Cardinality Control

Introduction

When working with Prometheus, one of the most critical aspects to understand and manage is cardinality. Cardinality refers to the number of unique time series that Prometheus has to track. A time series in Prometheus is uniquely identified by its metric name and the combination of its label key-value pairs.

High cardinality is one of the leading causes of performance issues in Prometheus deployments. As the number of unique time series grows, Prometheus requires more memory and processing power, which can eventually lead to system instability or failure.

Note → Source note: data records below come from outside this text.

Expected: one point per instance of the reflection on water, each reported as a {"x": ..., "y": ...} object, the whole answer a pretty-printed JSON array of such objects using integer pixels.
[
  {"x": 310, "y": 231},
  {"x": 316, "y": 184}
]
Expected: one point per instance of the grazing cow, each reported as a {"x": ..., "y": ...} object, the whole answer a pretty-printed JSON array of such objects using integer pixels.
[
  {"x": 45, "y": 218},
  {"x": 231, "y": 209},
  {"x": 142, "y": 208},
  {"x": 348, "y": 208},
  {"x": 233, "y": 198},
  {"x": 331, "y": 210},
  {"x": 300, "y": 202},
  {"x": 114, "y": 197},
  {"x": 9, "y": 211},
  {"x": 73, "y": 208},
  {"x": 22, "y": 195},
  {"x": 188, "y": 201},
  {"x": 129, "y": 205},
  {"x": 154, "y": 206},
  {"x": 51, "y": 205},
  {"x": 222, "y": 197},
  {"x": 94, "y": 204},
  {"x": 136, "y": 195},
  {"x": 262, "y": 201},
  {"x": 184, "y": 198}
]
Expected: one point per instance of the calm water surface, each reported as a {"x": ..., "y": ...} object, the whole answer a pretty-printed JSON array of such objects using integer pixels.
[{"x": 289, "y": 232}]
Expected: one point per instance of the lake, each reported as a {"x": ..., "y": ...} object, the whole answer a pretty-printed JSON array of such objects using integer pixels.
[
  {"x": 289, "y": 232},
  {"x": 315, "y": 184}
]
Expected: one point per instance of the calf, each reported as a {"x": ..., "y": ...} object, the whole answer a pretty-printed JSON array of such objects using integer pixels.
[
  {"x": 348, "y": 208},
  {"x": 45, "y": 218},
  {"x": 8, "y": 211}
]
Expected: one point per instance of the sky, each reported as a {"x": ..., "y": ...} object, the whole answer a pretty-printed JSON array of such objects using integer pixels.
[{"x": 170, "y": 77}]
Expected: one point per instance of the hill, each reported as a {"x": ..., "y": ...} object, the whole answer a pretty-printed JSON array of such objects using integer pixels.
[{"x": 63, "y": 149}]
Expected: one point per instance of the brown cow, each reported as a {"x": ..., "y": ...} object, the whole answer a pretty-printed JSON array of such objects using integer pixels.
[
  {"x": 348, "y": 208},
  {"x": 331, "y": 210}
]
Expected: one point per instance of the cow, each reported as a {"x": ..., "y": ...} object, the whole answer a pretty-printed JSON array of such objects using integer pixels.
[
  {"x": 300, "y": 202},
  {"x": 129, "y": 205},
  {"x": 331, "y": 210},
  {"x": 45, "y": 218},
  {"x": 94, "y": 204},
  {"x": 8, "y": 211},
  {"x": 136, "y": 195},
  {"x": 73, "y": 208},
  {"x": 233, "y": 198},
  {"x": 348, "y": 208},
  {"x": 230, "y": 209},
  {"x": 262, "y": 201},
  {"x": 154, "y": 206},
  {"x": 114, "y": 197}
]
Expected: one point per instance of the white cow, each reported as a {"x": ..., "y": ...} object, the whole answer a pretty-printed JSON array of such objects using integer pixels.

In this guide, we'll explore what cardinality is, why it matters, and how to effectively control it to maintain a healthy Prometheus installation.

Understanding Cardinality

What Is Cardinality?

Cardinality is a measure of the unique elements in a set. In Prometheus terms, it refers to the number of unique time series created by your metrics and their labels.

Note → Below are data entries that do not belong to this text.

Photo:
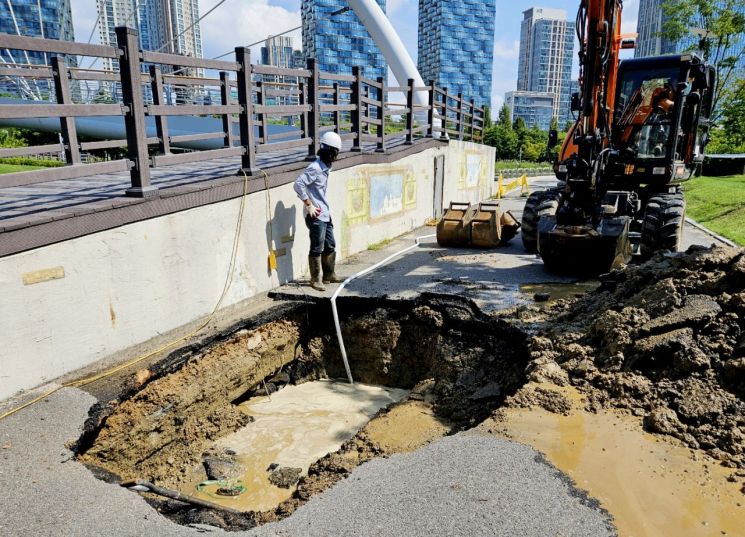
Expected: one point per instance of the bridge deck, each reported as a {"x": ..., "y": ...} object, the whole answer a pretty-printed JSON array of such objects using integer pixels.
[{"x": 44, "y": 213}]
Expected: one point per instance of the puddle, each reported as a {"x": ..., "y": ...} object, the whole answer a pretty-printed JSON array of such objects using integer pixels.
[
  {"x": 558, "y": 291},
  {"x": 650, "y": 486},
  {"x": 293, "y": 428}
]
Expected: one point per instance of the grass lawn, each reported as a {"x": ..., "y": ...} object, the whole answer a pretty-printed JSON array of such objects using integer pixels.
[
  {"x": 719, "y": 204},
  {"x": 9, "y": 168}
]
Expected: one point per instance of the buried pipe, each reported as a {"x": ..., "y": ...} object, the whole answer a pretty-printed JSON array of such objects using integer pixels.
[
  {"x": 417, "y": 242},
  {"x": 141, "y": 485}
]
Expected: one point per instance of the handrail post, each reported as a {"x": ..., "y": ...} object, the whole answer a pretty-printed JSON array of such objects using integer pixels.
[
  {"x": 410, "y": 113},
  {"x": 227, "y": 121},
  {"x": 444, "y": 133},
  {"x": 473, "y": 117},
  {"x": 303, "y": 100},
  {"x": 381, "y": 116},
  {"x": 245, "y": 100},
  {"x": 431, "y": 110},
  {"x": 263, "y": 117},
  {"x": 357, "y": 112},
  {"x": 67, "y": 124},
  {"x": 134, "y": 118},
  {"x": 337, "y": 113},
  {"x": 161, "y": 122},
  {"x": 460, "y": 116},
  {"x": 314, "y": 116}
]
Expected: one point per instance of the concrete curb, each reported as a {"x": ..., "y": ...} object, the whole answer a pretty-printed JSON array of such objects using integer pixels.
[{"x": 710, "y": 232}]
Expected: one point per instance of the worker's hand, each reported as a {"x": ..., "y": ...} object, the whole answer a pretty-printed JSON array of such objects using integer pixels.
[{"x": 313, "y": 211}]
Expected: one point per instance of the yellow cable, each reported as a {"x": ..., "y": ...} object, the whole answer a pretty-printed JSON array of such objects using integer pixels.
[{"x": 228, "y": 281}]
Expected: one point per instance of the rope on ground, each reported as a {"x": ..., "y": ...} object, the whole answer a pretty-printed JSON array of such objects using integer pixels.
[
  {"x": 208, "y": 319},
  {"x": 503, "y": 188}
]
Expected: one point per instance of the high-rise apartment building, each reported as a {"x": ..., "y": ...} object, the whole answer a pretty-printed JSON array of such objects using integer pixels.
[
  {"x": 50, "y": 19},
  {"x": 648, "y": 27},
  {"x": 536, "y": 108},
  {"x": 278, "y": 51},
  {"x": 340, "y": 42},
  {"x": 163, "y": 25},
  {"x": 456, "y": 46},
  {"x": 650, "y": 43},
  {"x": 545, "y": 63}
]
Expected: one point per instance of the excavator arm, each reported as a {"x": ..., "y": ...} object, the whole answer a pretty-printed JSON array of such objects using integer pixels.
[{"x": 640, "y": 130}]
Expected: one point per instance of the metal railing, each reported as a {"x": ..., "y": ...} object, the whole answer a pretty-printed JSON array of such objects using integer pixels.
[{"x": 254, "y": 96}]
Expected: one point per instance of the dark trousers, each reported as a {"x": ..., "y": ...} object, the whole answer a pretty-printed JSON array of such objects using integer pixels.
[{"x": 321, "y": 236}]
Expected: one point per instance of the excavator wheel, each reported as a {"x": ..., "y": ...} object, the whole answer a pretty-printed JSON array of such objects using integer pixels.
[
  {"x": 662, "y": 228},
  {"x": 539, "y": 203}
]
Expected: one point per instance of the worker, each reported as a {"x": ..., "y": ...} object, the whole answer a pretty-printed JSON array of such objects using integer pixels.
[{"x": 311, "y": 187}]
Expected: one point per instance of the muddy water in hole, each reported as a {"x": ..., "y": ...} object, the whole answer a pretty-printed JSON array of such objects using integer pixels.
[
  {"x": 557, "y": 291},
  {"x": 294, "y": 427},
  {"x": 651, "y": 488}
]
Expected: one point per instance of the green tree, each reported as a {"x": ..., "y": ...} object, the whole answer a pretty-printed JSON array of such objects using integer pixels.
[
  {"x": 717, "y": 28},
  {"x": 503, "y": 139},
  {"x": 504, "y": 117},
  {"x": 487, "y": 117},
  {"x": 554, "y": 124},
  {"x": 10, "y": 137}
]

For example, consider a simple metric:

http_requests_total{path="/api", method="GET", status="200"} 24

This represents a single time series. If we add another metric with different label values:

http_requests_total{path="/home", method="GET", status="200"} 12

We now have two unique time series. As the number of unique combinations of labels grows, so does the cardinality.

Why Cardinality Matters

Prometheus stores each time series in memory and on disk. Each unique time series:

Consumes memory
Requires CPU time for processing
Takes up disk space
Increases query complexity and duration

A Prometheus server with uncontrolled cardinality can experience:

Memory exhaustion
Slow query performance
Increased scrape intervals
Eventual system crashes

Let's visualize the relationship between labels and cardinality:

Common Causes of High Cardinality

1. Using High-Variability Labels

Using labels with highly variable values is the most common cause of cardinality explosions:

# BAD: Using a user ID as a label
api_requests_total{user_id="12345"} 1

If your system has thousands or millions of users, this creates a new time series for each user!

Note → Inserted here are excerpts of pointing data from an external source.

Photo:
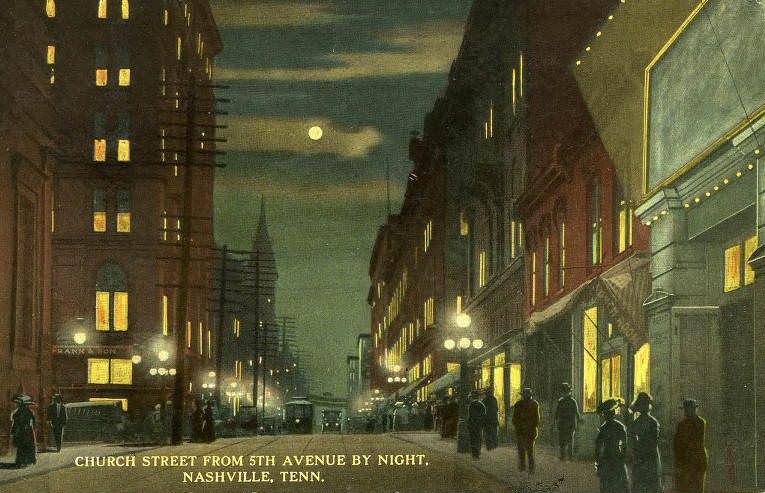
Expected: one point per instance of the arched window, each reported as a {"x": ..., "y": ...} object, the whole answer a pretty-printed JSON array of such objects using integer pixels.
[{"x": 111, "y": 298}]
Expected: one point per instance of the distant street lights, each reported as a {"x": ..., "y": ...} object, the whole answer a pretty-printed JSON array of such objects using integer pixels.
[{"x": 463, "y": 346}]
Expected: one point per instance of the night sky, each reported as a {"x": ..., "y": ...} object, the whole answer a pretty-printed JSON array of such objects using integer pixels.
[{"x": 366, "y": 72}]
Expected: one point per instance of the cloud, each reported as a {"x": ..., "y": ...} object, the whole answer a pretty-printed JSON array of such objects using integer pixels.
[
  {"x": 233, "y": 13},
  {"x": 247, "y": 133},
  {"x": 428, "y": 48}
]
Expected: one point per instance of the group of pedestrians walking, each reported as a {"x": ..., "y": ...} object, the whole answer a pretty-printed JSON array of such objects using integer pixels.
[{"x": 627, "y": 436}]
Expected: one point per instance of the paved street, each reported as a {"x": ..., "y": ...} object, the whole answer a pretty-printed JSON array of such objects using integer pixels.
[{"x": 441, "y": 470}]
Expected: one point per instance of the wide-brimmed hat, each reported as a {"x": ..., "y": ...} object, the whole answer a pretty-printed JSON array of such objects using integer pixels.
[{"x": 607, "y": 406}]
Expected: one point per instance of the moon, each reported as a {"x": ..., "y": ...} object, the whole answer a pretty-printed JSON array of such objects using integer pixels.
[{"x": 315, "y": 133}]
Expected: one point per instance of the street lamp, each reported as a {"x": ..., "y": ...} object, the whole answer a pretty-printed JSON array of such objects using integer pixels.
[{"x": 463, "y": 345}]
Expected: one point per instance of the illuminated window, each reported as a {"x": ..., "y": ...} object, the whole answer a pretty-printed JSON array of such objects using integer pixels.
[
  {"x": 99, "y": 211},
  {"x": 546, "y": 267},
  {"x": 596, "y": 237},
  {"x": 562, "y": 255},
  {"x": 165, "y": 316},
  {"x": 482, "y": 269},
  {"x": 643, "y": 369},
  {"x": 750, "y": 245},
  {"x": 732, "y": 268},
  {"x": 123, "y": 211},
  {"x": 590, "y": 346},
  {"x": 98, "y": 370},
  {"x": 516, "y": 373},
  {"x": 112, "y": 297}
]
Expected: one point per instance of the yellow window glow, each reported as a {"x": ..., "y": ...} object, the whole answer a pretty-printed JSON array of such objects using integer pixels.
[
  {"x": 102, "y": 310},
  {"x": 99, "y": 150},
  {"x": 98, "y": 370},
  {"x": 590, "y": 340},
  {"x": 102, "y": 77},
  {"x": 121, "y": 372},
  {"x": 732, "y": 268},
  {"x": 165, "y": 319},
  {"x": 120, "y": 311},
  {"x": 516, "y": 372},
  {"x": 123, "y": 150},
  {"x": 123, "y": 222},
  {"x": 124, "y": 77},
  {"x": 643, "y": 369},
  {"x": 99, "y": 222},
  {"x": 750, "y": 245}
]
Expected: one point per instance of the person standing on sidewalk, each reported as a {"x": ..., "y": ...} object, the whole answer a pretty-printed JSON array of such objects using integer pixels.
[
  {"x": 476, "y": 415},
  {"x": 690, "y": 453},
  {"x": 526, "y": 423},
  {"x": 566, "y": 418},
  {"x": 57, "y": 418},
  {"x": 610, "y": 446},
  {"x": 646, "y": 471},
  {"x": 491, "y": 422}
]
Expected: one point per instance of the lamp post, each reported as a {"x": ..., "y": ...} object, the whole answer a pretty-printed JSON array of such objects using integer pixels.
[{"x": 463, "y": 346}]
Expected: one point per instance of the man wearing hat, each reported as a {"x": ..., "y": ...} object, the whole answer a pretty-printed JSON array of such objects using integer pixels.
[
  {"x": 476, "y": 415},
  {"x": 610, "y": 446},
  {"x": 57, "y": 418},
  {"x": 646, "y": 471},
  {"x": 566, "y": 418},
  {"x": 526, "y": 423},
  {"x": 690, "y": 453}
]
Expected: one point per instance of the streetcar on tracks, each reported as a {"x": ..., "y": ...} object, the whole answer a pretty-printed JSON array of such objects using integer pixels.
[{"x": 298, "y": 416}]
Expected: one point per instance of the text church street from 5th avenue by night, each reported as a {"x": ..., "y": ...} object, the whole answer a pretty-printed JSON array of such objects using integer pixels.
[{"x": 381, "y": 246}]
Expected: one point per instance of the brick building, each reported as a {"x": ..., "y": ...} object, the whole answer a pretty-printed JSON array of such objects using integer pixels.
[
  {"x": 27, "y": 156},
  {"x": 124, "y": 72}
]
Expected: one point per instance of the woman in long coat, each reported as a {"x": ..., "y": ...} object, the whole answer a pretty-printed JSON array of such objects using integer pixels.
[
  {"x": 23, "y": 432},
  {"x": 646, "y": 471},
  {"x": 609, "y": 450}
]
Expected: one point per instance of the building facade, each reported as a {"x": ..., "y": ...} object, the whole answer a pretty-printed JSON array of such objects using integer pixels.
[
  {"x": 135, "y": 81},
  {"x": 27, "y": 157}
]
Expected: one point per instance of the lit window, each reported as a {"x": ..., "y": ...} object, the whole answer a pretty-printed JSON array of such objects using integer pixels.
[
  {"x": 99, "y": 211},
  {"x": 482, "y": 269},
  {"x": 98, "y": 370},
  {"x": 643, "y": 369},
  {"x": 102, "y": 310},
  {"x": 750, "y": 246},
  {"x": 590, "y": 343},
  {"x": 732, "y": 268},
  {"x": 165, "y": 316},
  {"x": 123, "y": 211}
]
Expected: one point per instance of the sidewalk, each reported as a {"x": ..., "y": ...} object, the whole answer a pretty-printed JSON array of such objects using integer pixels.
[
  {"x": 551, "y": 474},
  {"x": 48, "y": 461}
]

2. Using Timestamps or Continuously Changing Values as Labels

# BAD: Using timestamp in a label
request_processed{timestamp="2023-10-26T15:34:12Z"} 1

This creates a new time series for every single data point, defeating the purpose of a time series database.

3. Cartesian Explosion with Multiple Labels

When you combine multiple labels, you multiply their possible values:

# 5 services × 10 endpoints × 4 methods × 5 status codes = 1,000 time series
http_requests_total{service="...", endpoint="...", method="...", status="..."}

Best Practices for Controlling Cardinality

1. Use Labels Judiciously

Only add labels that you will actually query on:

# Good: Limited, useful labels
http_requests_total{service="payment-api", endpoint="/process", status_code="200"} 42

# Avoid: Unnecessary labels that won't be used for querying
http_requests_total{service="payment-api", endpoint="/process", status_code="200", request_id="abc123", user_agent="Mozilla..."} 42

2. Limit the Number of Possible Values

For each label, try to keep the set of possible values small and stable:

# Good: Status code grouped into categories
http_requests_total{status="success"} 42
http_requests_total{status="error"} 7

# Instead of:
http_requests_total{status="200"} 30
http_requests_total{status="201"} 12
http_requests_total{status="400"} 5
http_requests_total{status="404"} 1
http_requests_total{status="500"} 1

3. Use the `label_values()` Function to Monitor Cardinality

You can use Prometheus's query language to monitor the cardinality of your metrics:

# Count unique time series for a metric
count(count by(__name__, job, instance, service, endpoint) (http_requests_total))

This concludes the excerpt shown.